The CCaaS sector of enterprise communications is currently benefiting from tremendous innovation. Offerings are expanding into analytics and workforce engagement and becoming automated through AI. The leaders are redefining the space, and the products are becoming more powerful and complex. However, the analyst firms mentioned above as recognizing this leadership cater primarily to enterprise buyers, not necessarily small and medium-sized companies that often have simpler needs.
And that’s the gap. RingCentral meets the UCaaS needs of small and medium businesses but has only been able to offer one of the biggest enterprise focused CCaaS solutions (i.e., NICE). That’s not ideal for these smaller accounts, which tend to favor single-provider solutions for UCaaS and CCaaS.
Enter RingCX, a CCaaS solution optimized for easy deployments. It is integrated to RingCentral’s UCaaS MPV suite (message, phone, video) and, since RingCentral created the solution internally, it’s also integrated with other RingCentral services such as SMS, unified messaging, and fax.
RingCX is under limited availability today, with general availability in Q4 2023 and some modules slated for early 2024. RingCX is priced at under $100 per agent per month.
The 2023 Gartner Magic Quadrant for CCaaS published this week states that “The CCaaS market continues to grow at double-digit rates.” One of the drivers of this growth cited in the report is “to reduce the number of vendor relationships.” There are probably more CCaaS solutions today than there will be in a few years, but new entrants still have opportunities to establish themselves. RingCentral has the benefit of being able to offer two solutions: neither has to be all things to all people. RingCentral CCaaS (powered by NICE) provides a high-end solution allowing RingCX to claim simplicity and value.

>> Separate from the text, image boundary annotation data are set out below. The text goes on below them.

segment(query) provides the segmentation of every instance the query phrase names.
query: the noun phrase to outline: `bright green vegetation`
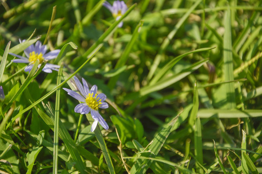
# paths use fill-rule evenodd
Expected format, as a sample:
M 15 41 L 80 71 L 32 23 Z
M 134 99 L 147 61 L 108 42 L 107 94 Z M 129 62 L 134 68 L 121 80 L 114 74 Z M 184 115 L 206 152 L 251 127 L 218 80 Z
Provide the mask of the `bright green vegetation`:
M 24 1 L 0 5 L 0 173 L 262 173 L 262 0 L 125 0 L 117 21 L 104 0 Z M 12 62 L 37 40 L 58 71 Z M 108 130 L 75 113 L 74 76 Z

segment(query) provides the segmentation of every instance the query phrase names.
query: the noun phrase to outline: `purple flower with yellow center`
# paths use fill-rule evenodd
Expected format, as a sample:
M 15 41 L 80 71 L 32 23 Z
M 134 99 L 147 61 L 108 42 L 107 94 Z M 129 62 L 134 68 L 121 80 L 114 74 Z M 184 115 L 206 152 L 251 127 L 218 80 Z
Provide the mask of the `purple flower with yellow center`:
M 71 89 L 66 88 L 63 89 L 67 92 L 68 95 L 82 102 L 82 103 L 76 105 L 75 107 L 75 112 L 81 114 L 87 114 L 90 112 L 93 119 L 95 120 L 91 126 L 91 131 L 95 130 L 98 122 L 107 130 L 109 128 L 108 125 L 98 111 L 98 108 L 108 108 L 108 104 L 104 102 L 106 99 L 106 95 L 103 93 L 99 94 L 97 93 L 98 87 L 96 85 L 94 85 L 89 90 L 87 83 L 83 78 L 82 78 L 83 86 L 76 77 L 74 77 L 74 79 L 82 95 Z
M 4 97 L 3 87 L 2 86 L 0 86 L 0 101 L 3 102 L 5 98 L 5 97 Z
M 115 0 L 113 2 L 113 5 L 111 5 L 108 2 L 105 1 L 103 5 L 108 8 L 112 13 L 112 15 L 115 18 L 116 20 L 119 20 L 121 16 L 126 13 L 127 10 L 127 5 L 122 0 Z M 122 27 L 123 22 L 118 25 L 118 27 Z
M 21 43 L 25 42 L 25 40 L 21 41 L 21 40 L 19 39 L 19 41 Z M 55 58 L 60 52 L 60 50 L 57 49 L 46 54 L 47 50 L 47 45 L 42 45 L 41 42 L 37 41 L 35 43 L 34 46 L 31 45 L 24 50 L 27 58 L 14 53 L 9 53 L 9 54 L 19 58 L 19 59 L 15 59 L 13 60 L 13 62 L 29 63 L 29 65 L 25 67 L 25 71 L 30 72 L 32 69 L 33 64 L 37 60 L 39 61 L 39 64 L 38 65 L 38 68 L 39 68 L 44 61 Z M 60 68 L 60 66 L 59 65 L 47 63 L 43 68 L 43 71 L 45 72 L 51 73 L 52 70 L 58 71 L 59 68 Z

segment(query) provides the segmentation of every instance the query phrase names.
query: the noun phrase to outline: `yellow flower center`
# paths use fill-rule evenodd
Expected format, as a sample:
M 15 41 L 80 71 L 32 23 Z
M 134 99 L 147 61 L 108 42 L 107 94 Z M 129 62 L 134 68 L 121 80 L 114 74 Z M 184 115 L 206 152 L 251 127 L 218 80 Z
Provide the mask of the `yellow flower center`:
M 121 13 L 121 10 L 119 10 L 117 12 L 117 13 L 113 13 L 113 16 L 115 18 L 116 18 L 118 16 L 121 16 L 122 15 L 122 13 Z
M 38 53 L 35 54 L 35 52 L 33 51 L 31 52 L 29 55 L 29 61 L 30 62 L 30 64 L 34 64 L 37 59 L 39 60 L 39 64 L 42 63 L 44 60 L 42 53 L 40 53 L 38 55 Z
M 85 99 L 85 102 L 88 106 L 93 110 L 98 110 L 99 105 L 102 104 L 101 102 L 101 99 L 99 100 L 99 97 L 97 99 L 97 94 L 96 94 L 95 96 L 93 96 L 94 94 L 89 93 L 86 95 L 86 99 Z

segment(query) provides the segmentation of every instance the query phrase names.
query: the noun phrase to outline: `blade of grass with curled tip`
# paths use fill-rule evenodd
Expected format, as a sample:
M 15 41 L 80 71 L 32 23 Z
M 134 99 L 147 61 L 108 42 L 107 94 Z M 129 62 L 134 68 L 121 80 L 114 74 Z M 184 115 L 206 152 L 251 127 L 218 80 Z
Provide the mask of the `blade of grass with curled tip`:
M 153 77 L 154 73 L 155 73 L 161 59 L 162 58 L 163 55 L 165 50 L 166 49 L 167 46 L 169 44 L 170 41 L 173 39 L 174 36 L 177 33 L 179 29 L 181 27 L 182 25 L 185 22 L 186 19 L 189 16 L 189 14 L 193 12 L 193 11 L 198 5 L 198 4 L 202 1 L 202 0 L 198 0 L 196 1 L 192 6 L 187 10 L 187 12 L 183 17 L 179 20 L 177 25 L 175 26 L 175 28 L 173 30 L 168 34 L 166 38 L 163 42 L 158 54 L 156 55 L 153 64 L 151 67 L 151 69 L 149 70 L 148 74 L 147 75 L 147 79 L 148 81 L 149 81 Z
M 3 74 L 4 69 L 5 68 L 5 63 L 6 62 L 6 59 L 7 58 L 7 55 L 8 55 L 8 51 L 10 47 L 11 41 L 8 42 L 7 45 L 4 50 L 4 52 L 1 60 L 1 64 L 0 64 L 0 83 L 1 83 L 1 80 L 2 79 L 2 76 Z
M 224 70 L 225 81 L 234 80 L 232 36 L 231 33 L 231 17 L 229 6 L 225 15 L 225 34 L 224 35 Z M 236 107 L 235 87 L 232 83 L 224 85 L 227 95 L 227 107 L 232 109 Z
M 58 71 L 56 85 L 61 83 L 63 67 L 61 67 Z M 60 92 L 61 88 L 56 91 L 55 98 L 55 109 L 54 128 L 54 152 L 53 156 L 53 174 L 57 174 L 58 166 L 58 130 L 59 129 L 59 111 L 60 110 Z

A single provider for both UCaaS and CCaaS offers a consistent user experience for meetings and messaging. This became particularly important during the pandemic. We sent agents to work from home, but they were lacking the basic communications tools that other employees had. Most UCaaS providers today—including the likes of 8x8, Cisco, and Zoom—offer a CCaaS solution as well.
RingCentral reported this week that its CCaaS business has grown to more than $300 million in annual recurring revenue. Its new RingCX solution is intended to expand its reach with a CCaaS aimed at addressing simpler use cases. This simpler product should be easier to use, quicker to deploy, and cheaper to purchase.
Will the introduction of RingCX upset the relationship between NICE and RingCentral? I hope not. So far, both companies have communicated a desire to keep things as they are. The solutions are very different in terms of features and complexity.
Dave Michels is a contributing editor and analyst at TalkingPointz.